Senate Defends Kids' Right to Stuff Their Faces with Potatoes
Washington's War on Potatoes appears to be wrapping up, and... let's see here... potatoes are winning! White potatoes, those excessively salted and fried and embacon'd starch rocks that are now limited to two weekly cafeteria servings under new USDA regulations for federally subsidized school lunches, will soon be freed, as the Senate voted yesterday to "block the USDA from putting any limits on serving potatoes or other vegetables in school lunches."

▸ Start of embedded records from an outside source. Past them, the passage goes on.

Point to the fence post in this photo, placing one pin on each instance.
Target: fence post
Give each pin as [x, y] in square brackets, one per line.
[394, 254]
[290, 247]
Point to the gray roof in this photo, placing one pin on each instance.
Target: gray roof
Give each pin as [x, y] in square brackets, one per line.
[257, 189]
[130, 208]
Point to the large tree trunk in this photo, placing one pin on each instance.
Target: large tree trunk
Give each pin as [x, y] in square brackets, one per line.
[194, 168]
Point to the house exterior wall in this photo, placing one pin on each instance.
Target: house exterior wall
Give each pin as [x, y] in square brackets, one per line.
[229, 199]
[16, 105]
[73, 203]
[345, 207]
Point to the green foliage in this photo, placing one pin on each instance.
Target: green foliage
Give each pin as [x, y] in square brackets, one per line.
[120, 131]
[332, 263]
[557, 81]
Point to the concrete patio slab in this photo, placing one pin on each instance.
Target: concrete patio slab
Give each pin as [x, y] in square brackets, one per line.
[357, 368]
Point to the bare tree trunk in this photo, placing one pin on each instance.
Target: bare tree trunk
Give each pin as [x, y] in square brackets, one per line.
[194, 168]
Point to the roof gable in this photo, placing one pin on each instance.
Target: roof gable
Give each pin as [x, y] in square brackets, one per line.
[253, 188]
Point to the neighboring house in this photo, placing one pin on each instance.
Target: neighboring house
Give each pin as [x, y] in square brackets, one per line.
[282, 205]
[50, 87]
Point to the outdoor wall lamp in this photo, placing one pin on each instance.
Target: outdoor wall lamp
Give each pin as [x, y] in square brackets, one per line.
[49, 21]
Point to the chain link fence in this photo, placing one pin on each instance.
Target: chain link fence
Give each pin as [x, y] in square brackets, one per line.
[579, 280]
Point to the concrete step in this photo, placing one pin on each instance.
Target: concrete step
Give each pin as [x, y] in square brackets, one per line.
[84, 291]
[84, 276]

Senators Susan Collins and Mark Udall, whose states happen to include large potato-growing corporations, introduced the amendment to scrap these do-gooder Obama rules and let the country's fat kids eat all the salty tater tots and baked potatoes with "fixins from the fixins bar" all the time, just like they used to:
"The proposed rule would prevent schools from serving an ear of fresh corn one day and a baked potato another day of the same week, an utterly absurd result," Ms. Collins said.

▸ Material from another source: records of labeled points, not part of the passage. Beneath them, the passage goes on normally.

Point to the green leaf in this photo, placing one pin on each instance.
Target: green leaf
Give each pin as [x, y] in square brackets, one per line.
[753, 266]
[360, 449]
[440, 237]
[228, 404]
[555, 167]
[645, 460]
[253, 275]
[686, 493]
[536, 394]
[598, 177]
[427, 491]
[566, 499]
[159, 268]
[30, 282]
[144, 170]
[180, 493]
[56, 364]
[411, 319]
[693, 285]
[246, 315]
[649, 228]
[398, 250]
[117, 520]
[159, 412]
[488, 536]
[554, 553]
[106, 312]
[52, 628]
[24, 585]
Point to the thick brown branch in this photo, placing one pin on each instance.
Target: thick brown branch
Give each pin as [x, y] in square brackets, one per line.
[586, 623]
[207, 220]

Mr. Udall said, "Anything can be fried or drowned in any number of fats available to us as consumers." The problem, he said, is not with the potato, but with how it is sometimes prepared.
Well, there goes another attempt to diversify federal food subsidies away from cheap starches covered in salt, but fair enough. The USDA under this amendment would "still have flexibility to regulate the preparation of the potatoes when it issues the final version of the school lunch rule," so maybe Senator Udall should share those healthy recipes of his.